By Helen Reeves
If you are negotiating to receive equity from a startup company and the equity will be subject to repurchase by the company (often referred to as “vesting”), then you should be aware of a tax election that could provide significant tax savings to you in the future. That election is called an “83(b) Election” and is made by filing an 83(b) Election Form with the United States Internal Revenue Service.
By filing an 83(b) Election Form, a recipient of equity elects to recognize the value of all equity at the time the grant is made, rather than waiting until vesting restrictions with respect to that equity lapse. The impact of this is that a recipient of equity will pay all ordinary income taxes with respect to the grant right away, instead of in accordance with their vesting schedule.
Why would you want to recognize the income tax associated with receiving equity before you have to? Well, if you’re receiving equity in an early-stage business, you’re betting that the value of that equity will increase as the business grows. So if you make an 83(b) election and recognize the income early on, then the taxes that you end up by paying on equity will likely be lower than what you’d pay if you waited until the time when the equity vested.
Sounds great, right? Well, here are some key points to be aware of:
- Vesting. Keep in mind, you can only file an 83(b) election on restricted stock that is subject to vesting (meaning it can be clawed back and repurchased by the Company). So if you get restricted stock but it’s not subject to vesting restrictions, you’ll recognize the income associated with that grant right away and 83(b) isn’t relevant.
- Timing. If you choose to make an 83(b) election, you must do so within thirty (30) days of the date the equity is issued to you.
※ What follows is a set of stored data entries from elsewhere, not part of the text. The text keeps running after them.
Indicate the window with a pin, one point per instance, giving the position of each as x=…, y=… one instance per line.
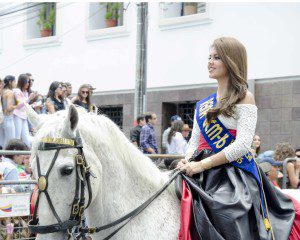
x=185, y=110
x=106, y=19
x=105, y=15
x=115, y=113
x=183, y=14
x=41, y=28
x=41, y=21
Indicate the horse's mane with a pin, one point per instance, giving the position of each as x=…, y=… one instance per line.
x=98, y=130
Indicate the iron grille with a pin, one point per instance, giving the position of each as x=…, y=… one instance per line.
x=115, y=113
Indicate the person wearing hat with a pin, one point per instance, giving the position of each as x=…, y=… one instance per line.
x=55, y=101
x=166, y=133
x=271, y=168
x=91, y=88
x=176, y=142
x=69, y=90
x=283, y=151
x=8, y=106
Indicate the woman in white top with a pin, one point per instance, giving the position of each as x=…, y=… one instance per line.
x=232, y=199
x=176, y=144
x=7, y=128
x=22, y=96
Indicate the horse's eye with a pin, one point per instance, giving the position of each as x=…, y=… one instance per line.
x=66, y=170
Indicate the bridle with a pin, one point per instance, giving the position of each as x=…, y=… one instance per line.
x=83, y=174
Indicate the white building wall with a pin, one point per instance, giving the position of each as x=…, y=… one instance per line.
x=270, y=32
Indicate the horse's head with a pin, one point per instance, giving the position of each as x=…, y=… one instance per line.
x=61, y=169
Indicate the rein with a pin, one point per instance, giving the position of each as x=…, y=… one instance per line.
x=78, y=205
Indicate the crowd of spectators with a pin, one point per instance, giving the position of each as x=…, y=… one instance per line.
x=272, y=163
x=16, y=132
x=14, y=93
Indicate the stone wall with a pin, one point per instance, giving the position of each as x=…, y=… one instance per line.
x=278, y=102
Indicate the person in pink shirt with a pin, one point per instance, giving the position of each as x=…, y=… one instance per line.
x=20, y=116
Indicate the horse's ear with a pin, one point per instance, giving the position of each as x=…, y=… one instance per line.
x=34, y=118
x=70, y=122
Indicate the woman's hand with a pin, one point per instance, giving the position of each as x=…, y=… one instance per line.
x=190, y=168
x=32, y=96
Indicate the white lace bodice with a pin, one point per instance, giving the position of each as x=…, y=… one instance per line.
x=244, y=122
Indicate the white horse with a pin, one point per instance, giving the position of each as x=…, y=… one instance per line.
x=125, y=178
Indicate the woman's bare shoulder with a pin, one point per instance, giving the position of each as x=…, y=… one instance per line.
x=249, y=99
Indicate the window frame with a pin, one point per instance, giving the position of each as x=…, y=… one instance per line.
x=30, y=43
x=184, y=21
x=104, y=33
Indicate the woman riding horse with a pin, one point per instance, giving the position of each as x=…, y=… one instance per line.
x=232, y=199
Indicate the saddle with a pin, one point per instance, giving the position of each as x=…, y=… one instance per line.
x=197, y=156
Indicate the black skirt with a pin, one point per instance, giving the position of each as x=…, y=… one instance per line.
x=226, y=205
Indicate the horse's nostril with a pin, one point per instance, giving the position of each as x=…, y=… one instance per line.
x=66, y=170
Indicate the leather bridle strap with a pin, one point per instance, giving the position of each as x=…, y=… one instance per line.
x=78, y=205
x=131, y=214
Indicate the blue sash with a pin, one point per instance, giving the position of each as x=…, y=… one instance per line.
x=218, y=137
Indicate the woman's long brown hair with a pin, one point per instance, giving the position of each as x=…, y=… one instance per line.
x=234, y=56
x=88, y=98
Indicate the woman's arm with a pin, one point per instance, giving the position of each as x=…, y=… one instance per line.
x=50, y=106
x=237, y=149
x=293, y=173
x=194, y=141
x=10, y=102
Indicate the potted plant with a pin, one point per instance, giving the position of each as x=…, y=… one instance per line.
x=189, y=8
x=112, y=13
x=46, y=20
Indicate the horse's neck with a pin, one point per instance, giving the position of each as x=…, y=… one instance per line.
x=122, y=188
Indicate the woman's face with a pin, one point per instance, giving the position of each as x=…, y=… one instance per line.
x=14, y=84
x=1, y=85
x=256, y=141
x=216, y=67
x=84, y=92
x=26, y=84
x=59, y=90
x=273, y=174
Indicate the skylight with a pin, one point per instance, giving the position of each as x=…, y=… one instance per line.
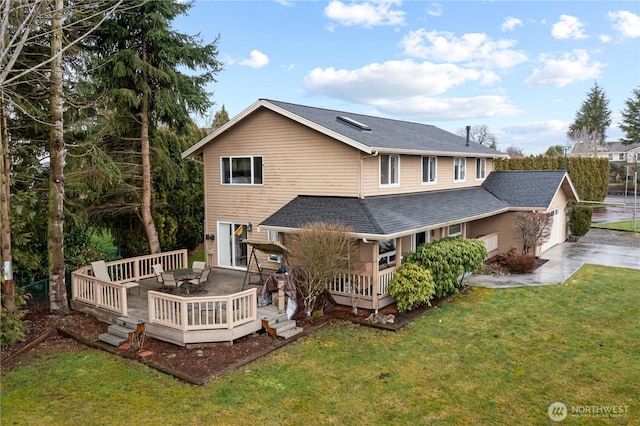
x=354, y=123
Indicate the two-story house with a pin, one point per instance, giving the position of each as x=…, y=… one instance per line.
x=277, y=166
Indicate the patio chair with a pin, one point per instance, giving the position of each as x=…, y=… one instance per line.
x=199, y=265
x=169, y=280
x=201, y=282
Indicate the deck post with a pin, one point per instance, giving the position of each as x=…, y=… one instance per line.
x=376, y=275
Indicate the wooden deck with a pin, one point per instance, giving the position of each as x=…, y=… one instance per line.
x=221, y=282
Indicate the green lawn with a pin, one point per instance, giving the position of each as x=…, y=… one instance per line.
x=625, y=225
x=490, y=357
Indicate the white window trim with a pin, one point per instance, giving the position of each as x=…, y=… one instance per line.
x=231, y=158
x=388, y=185
x=414, y=245
x=455, y=234
x=484, y=171
x=464, y=170
x=273, y=237
x=435, y=173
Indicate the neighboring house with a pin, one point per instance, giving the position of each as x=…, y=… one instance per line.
x=615, y=152
x=277, y=166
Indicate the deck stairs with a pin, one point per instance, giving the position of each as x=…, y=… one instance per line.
x=119, y=332
x=277, y=324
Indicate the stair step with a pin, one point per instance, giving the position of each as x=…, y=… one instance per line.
x=283, y=326
x=276, y=318
x=119, y=330
x=112, y=339
x=129, y=322
x=287, y=334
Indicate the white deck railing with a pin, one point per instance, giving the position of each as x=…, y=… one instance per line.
x=352, y=283
x=203, y=312
x=112, y=296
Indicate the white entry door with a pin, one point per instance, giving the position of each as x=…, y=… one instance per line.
x=232, y=252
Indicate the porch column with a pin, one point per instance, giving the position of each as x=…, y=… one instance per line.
x=376, y=276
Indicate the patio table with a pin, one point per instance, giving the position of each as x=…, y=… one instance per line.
x=184, y=275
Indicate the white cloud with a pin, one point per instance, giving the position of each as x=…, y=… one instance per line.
x=568, y=27
x=473, y=49
x=510, y=23
x=368, y=14
x=534, y=137
x=570, y=68
x=434, y=109
x=435, y=10
x=604, y=38
x=257, y=60
x=627, y=23
x=392, y=79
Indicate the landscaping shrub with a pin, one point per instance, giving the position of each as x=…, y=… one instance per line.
x=411, y=287
x=580, y=220
x=519, y=263
x=449, y=260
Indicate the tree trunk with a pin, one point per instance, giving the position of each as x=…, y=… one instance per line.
x=8, y=288
x=58, y=303
x=147, y=218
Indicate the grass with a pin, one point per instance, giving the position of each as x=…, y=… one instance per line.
x=624, y=225
x=489, y=357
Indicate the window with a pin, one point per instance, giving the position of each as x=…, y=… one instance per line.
x=429, y=169
x=389, y=166
x=455, y=230
x=481, y=168
x=241, y=170
x=273, y=237
x=419, y=239
x=387, y=254
x=459, y=166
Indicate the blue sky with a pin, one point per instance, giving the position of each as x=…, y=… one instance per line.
x=522, y=68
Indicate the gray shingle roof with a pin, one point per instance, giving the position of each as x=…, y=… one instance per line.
x=525, y=188
x=389, y=215
x=387, y=134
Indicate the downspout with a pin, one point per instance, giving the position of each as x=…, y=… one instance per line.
x=375, y=154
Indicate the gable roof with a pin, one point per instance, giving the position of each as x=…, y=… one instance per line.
x=388, y=216
x=528, y=189
x=367, y=133
x=392, y=216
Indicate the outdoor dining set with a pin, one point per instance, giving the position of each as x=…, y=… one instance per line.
x=186, y=280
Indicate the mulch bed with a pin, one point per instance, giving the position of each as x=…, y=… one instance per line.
x=195, y=365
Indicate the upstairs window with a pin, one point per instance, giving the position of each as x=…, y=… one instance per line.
x=459, y=169
x=455, y=230
x=429, y=169
x=389, y=167
x=241, y=170
x=387, y=254
x=481, y=168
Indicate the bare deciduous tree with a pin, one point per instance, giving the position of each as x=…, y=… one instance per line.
x=480, y=134
x=318, y=253
x=533, y=227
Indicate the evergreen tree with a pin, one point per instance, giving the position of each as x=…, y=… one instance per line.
x=139, y=58
x=630, y=124
x=592, y=120
x=221, y=118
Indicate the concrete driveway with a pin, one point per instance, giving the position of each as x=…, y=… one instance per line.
x=563, y=260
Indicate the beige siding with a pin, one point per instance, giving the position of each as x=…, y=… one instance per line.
x=410, y=175
x=296, y=161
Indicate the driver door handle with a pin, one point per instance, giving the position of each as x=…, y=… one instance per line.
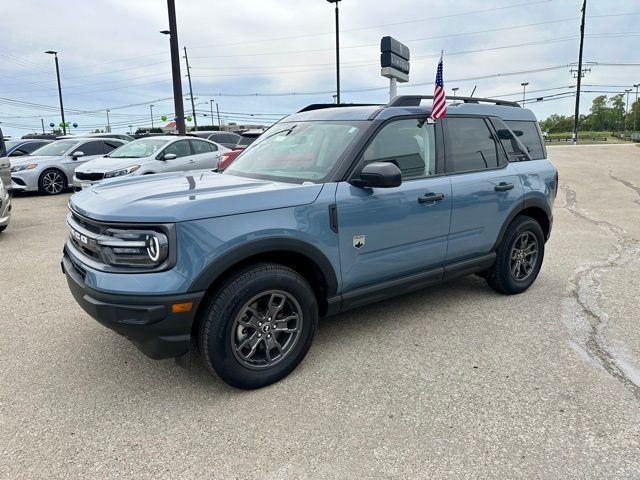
x=503, y=187
x=431, y=197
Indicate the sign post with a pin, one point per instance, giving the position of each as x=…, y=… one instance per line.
x=394, y=63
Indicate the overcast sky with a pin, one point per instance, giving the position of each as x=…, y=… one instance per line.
x=112, y=55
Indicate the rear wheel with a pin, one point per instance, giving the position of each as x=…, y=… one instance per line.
x=259, y=326
x=52, y=182
x=519, y=257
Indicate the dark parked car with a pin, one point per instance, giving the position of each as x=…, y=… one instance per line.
x=226, y=139
x=20, y=148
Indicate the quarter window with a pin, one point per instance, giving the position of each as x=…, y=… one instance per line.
x=409, y=144
x=471, y=145
x=529, y=134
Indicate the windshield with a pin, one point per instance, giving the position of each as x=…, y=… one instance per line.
x=305, y=151
x=144, y=147
x=245, y=141
x=57, y=148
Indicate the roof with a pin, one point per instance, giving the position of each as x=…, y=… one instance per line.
x=383, y=112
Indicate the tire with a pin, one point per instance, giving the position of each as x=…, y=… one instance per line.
x=523, y=245
x=238, y=325
x=52, y=182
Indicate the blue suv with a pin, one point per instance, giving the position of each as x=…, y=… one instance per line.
x=330, y=209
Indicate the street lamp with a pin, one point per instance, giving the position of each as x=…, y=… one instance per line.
x=64, y=124
x=524, y=91
x=337, y=51
x=175, y=66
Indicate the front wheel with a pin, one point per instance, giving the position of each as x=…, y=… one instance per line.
x=259, y=326
x=52, y=182
x=519, y=257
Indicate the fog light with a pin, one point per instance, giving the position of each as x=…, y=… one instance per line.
x=182, y=307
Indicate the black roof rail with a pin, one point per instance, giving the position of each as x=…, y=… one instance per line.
x=414, y=101
x=320, y=106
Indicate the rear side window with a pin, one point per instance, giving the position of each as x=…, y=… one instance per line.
x=529, y=134
x=409, y=144
x=91, y=148
x=471, y=145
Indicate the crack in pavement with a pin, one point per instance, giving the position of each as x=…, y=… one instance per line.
x=628, y=184
x=587, y=291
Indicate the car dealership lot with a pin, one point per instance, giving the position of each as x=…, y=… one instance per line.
x=453, y=381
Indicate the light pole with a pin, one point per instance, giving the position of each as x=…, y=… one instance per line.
x=64, y=123
x=524, y=91
x=175, y=66
x=337, y=51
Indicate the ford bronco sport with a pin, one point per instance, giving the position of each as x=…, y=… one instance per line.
x=330, y=209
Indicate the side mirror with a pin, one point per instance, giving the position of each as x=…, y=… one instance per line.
x=379, y=175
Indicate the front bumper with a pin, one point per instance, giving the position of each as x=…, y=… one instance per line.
x=147, y=321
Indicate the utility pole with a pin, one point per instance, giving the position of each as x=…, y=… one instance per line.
x=175, y=66
x=635, y=110
x=524, y=91
x=337, y=51
x=626, y=109
x=577, y=111
x=193, y=106
x=64, y=123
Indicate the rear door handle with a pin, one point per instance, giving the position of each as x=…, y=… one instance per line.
x=503, y=187
x=431, y=197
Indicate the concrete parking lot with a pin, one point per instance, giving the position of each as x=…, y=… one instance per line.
x=456, y=381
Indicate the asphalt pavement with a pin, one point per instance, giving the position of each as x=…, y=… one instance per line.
x=452, y=382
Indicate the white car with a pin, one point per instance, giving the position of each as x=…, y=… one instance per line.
x=151, y=155
x=50, y=169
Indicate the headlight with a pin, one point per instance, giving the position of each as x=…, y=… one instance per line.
x=124, y=171
x=20, y=168
x=134, y=248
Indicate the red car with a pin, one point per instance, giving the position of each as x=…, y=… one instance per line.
x=246, y=139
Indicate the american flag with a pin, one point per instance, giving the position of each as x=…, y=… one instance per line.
x=439, y=108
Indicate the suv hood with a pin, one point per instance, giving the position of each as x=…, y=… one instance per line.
x=107, y=164
x=183, y=196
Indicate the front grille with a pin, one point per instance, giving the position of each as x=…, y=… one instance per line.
x=91, y=177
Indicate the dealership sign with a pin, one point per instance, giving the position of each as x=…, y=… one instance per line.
x=394, y=59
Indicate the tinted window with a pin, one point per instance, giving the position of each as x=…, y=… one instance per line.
x=529, y=134
x=202, y=147
x=90, y=148
x=179, y=148
x=409, y=144
x=110, y=145
x=471, y=145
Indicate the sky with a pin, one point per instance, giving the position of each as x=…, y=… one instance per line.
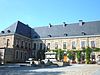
x=37, y=13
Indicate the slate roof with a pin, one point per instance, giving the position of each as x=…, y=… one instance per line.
x=88, y=28
x=19, y=28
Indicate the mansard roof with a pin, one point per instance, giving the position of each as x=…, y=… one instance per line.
x=75, y=29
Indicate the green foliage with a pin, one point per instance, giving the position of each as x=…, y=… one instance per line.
x=59, y=53
x=96, y=50
x=79, y=56
x=88, y=52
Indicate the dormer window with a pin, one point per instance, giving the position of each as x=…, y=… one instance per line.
x=65, y=34
x=49, y=35
x=2, y=32
x=83, y=33
x=8, y=31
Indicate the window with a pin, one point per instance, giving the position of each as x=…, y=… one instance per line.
x=64, y=45
x=29, y=45
x=93, y=44
x=56, y=45
x=82, y=44
x=8, y=42
x=21, y=55
x=40, y=46
x=73, y=45
x=16, y=54
x=48, y=46
x=34, y=46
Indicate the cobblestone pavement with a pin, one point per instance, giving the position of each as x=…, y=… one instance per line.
x=76, y=69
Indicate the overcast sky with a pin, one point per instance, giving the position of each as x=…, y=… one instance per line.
x=42, y=12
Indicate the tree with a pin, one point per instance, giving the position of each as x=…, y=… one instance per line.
x=88, y=53
x=79, y=56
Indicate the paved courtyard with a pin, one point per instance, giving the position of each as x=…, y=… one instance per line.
x=76, y=69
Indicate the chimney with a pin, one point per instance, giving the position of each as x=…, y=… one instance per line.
x=80, y=22
x=50, y=25
x=64, y=24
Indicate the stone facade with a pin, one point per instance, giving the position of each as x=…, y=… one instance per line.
x=19, y=41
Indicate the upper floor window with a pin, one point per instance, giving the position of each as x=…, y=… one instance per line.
x=29, y=45
x=26, y=45
x=8, y=42
x=56, y=45
x=64, y=45
x=48, y=46
x=93, y=44
x=82, y=44
x=22, y=43
x=73, y=45
x=16, y=54
x=34, y=46
x=21, y=55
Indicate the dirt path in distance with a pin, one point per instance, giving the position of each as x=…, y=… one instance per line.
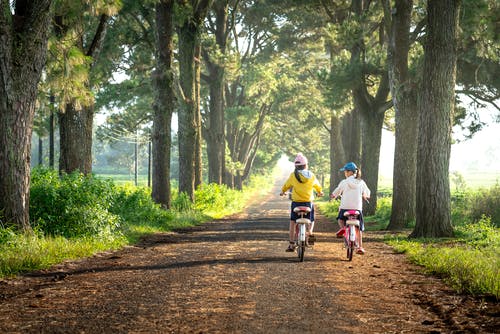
x=233, y=276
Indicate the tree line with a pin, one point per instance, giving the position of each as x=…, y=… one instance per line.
x=249, y=80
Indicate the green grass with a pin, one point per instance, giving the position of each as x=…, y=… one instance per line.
x=469, y=264
x=131, y=206
x=28, y=252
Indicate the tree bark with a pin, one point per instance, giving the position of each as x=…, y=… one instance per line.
x=76, y=125
x=337, y=155
x=351, y=136
x=372, y=123
x=75, y=131
x=163, y=106
x=188, y=129
x=436, y=109
x=23, y=49
x=404, y=102
x=188, y=34
x=198, y=163
x=215, y=123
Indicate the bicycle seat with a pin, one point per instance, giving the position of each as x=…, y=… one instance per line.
x=351, y=213
x=302, y=209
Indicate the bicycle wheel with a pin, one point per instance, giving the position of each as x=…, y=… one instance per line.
x=301, y=249
x=350, y=250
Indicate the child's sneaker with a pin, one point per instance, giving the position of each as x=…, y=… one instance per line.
x=340, y=233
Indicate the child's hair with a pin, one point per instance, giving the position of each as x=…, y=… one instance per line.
x=358, y=174
x=296, y=172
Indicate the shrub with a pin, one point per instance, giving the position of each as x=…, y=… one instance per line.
x=216, y=200
x=135, y=206
x=72, y=205
x=470, y=206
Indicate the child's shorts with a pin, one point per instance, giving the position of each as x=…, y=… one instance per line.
x=294, y=216
x=343, y=218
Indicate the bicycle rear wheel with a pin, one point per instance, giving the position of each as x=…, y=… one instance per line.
x=301, y=249
x=350, y=250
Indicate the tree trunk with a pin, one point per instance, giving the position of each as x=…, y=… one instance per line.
x=51, y=136
x=215, y=136
x=372, y=123
x=76, y=126
x=40, y=151
x=163, y=106
x=188, y=34
x=351, y=137
x=23, y=49
x=404, y=101
x=75, y=130
x=198, y=164
x=337, y=155
x=436, y=109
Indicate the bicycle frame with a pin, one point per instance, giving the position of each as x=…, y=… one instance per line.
x=301, y=228
x=351, y=241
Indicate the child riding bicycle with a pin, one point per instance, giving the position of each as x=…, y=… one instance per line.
x=302, y=182
x=353, y=190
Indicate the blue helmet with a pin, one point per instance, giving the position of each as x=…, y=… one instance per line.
x=351, y=166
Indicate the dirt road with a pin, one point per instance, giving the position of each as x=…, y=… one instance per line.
x=233, y=276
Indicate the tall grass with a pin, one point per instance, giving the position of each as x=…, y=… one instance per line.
x=76, y=216
x=470, y=262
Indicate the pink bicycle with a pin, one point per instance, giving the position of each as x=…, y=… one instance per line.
x=351, y=232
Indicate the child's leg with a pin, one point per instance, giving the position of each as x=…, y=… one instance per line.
x=292, y=231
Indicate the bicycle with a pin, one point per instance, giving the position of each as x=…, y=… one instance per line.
x=351, y=232
x=301, y=228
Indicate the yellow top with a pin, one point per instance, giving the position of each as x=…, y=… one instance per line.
x=302, y=192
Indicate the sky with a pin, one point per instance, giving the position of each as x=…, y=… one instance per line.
x=481, y=153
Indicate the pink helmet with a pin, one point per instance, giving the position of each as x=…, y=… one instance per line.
x=300, y=160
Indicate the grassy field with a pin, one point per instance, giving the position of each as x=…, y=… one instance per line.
x=471, y=180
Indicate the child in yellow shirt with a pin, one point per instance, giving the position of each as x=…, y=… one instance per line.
x=302, y=182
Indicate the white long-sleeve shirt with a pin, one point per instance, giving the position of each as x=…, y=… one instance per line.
x=352, y=191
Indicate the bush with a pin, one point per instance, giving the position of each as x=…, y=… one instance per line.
x=471, y=206
x=135, y=206
x=216, y=200
x=72, y=205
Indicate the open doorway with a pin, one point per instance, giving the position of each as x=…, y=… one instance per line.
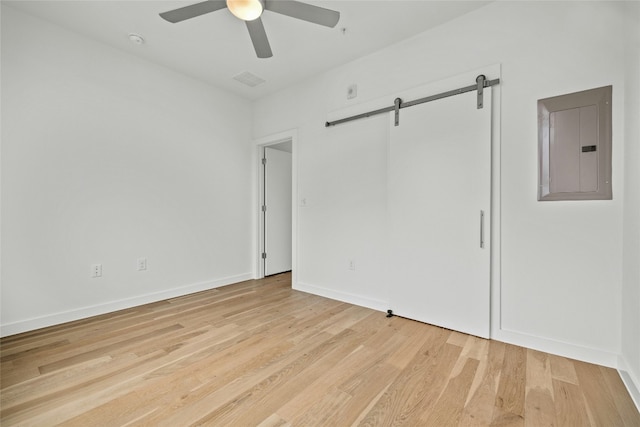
x=277, y=208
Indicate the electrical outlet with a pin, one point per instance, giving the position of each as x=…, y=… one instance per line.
x=96, y=270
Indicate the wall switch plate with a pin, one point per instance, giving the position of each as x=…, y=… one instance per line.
x=96, y=270
x=352, y=91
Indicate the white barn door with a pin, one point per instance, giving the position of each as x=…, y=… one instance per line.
x=439, y=214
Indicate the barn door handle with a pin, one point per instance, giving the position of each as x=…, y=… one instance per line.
x=481, y=229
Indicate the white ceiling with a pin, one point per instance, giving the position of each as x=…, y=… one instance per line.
x=215, y=47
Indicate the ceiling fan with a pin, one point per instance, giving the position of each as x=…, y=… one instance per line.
x=250, y=11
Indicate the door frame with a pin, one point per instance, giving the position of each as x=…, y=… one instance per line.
x=258, y=247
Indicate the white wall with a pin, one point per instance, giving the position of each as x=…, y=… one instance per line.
x=107, y=158
x=557, y=279
x=630, y=363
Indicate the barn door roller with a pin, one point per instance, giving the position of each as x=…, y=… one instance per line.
x=481, y=83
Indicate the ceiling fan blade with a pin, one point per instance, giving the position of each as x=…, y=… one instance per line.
x=259, y=38
x=193, y=10
x=304, y=11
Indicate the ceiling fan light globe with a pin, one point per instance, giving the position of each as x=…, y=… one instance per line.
x=247, y=10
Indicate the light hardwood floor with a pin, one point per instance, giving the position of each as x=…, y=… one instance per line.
x=260, y=354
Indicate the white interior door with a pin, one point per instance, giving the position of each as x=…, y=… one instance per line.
x=439, y=205
x=277, y=224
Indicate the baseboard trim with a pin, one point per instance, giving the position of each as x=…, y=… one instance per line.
x=630, y=381
x=572, y=351
x=111, y=306
x=354, y=299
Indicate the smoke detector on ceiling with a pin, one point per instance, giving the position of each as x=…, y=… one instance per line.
x=136, y=38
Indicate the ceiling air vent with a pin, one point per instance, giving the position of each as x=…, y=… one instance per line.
x=248, y=79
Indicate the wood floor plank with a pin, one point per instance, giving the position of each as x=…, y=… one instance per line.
x=569, y=404
x=510, y=398
x=448, y=409
x=260, y=353
x=601, y=405
x=539, y=406
x=480, y=404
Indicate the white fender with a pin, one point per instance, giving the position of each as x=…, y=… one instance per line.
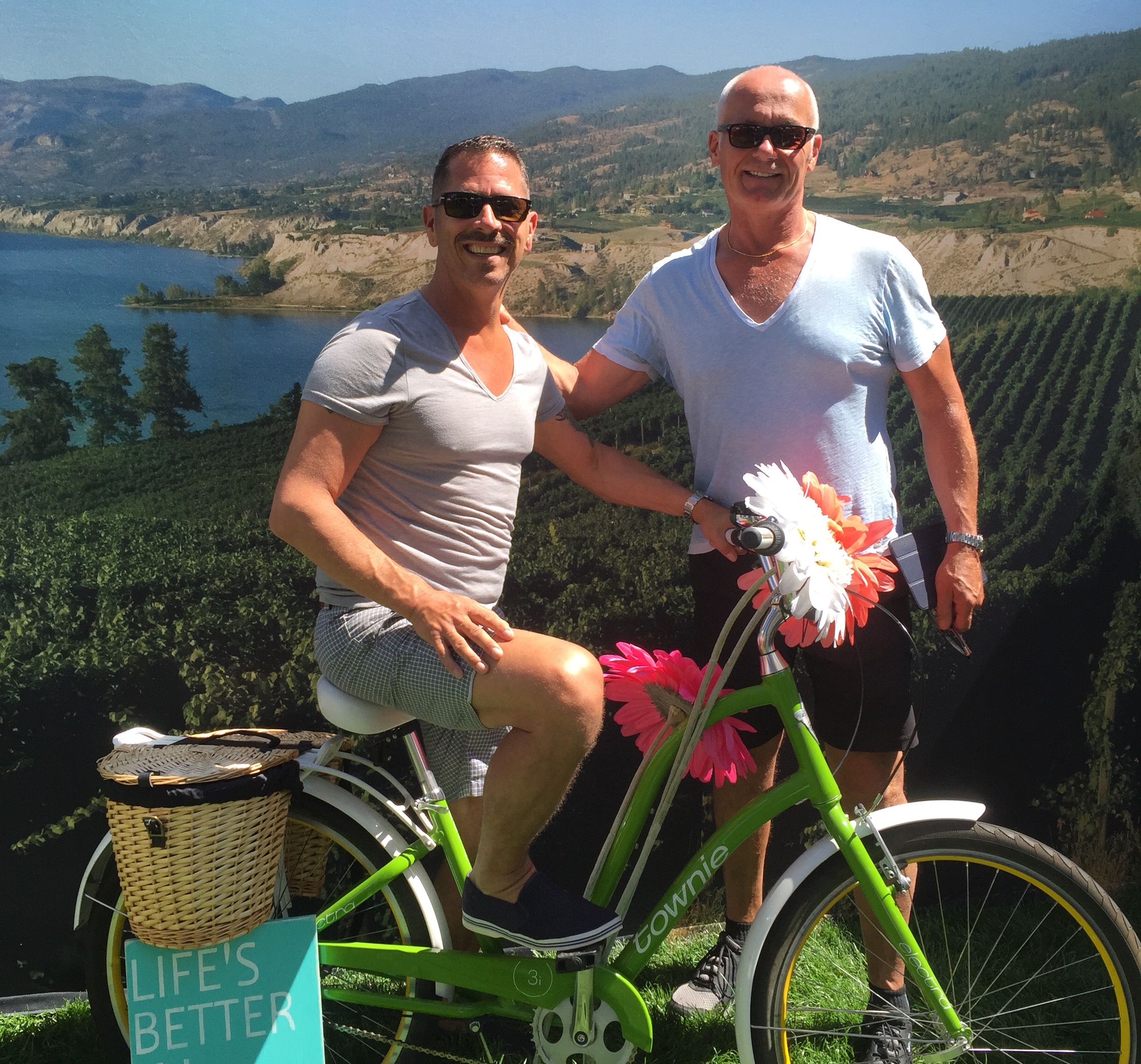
x=353, y=808
x=811, y=859
x=90, y=881
x=388, y=837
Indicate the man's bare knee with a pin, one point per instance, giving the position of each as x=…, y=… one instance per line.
x=576, y=678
This date is the postmarked date of the mailing of your 83(b) election. No exceptions.
- Do The Math. If you’re being issued the equity at a nominal or fairly low price, then it will likely make sense to file an 83(b) election. Since the value of the equity is so low, you won’t pay much in ordinary income tax. This is why virtually all founders receiving equity upon formation of their company should file an 83(b) election. Ultimately though, if you are a service provider receiving equity in a more mature company or a senior hire receiving restricted stock in growth stage company that’s already received financing, you will need to do the math and assess whether early income tax recognition makes financial sense for you.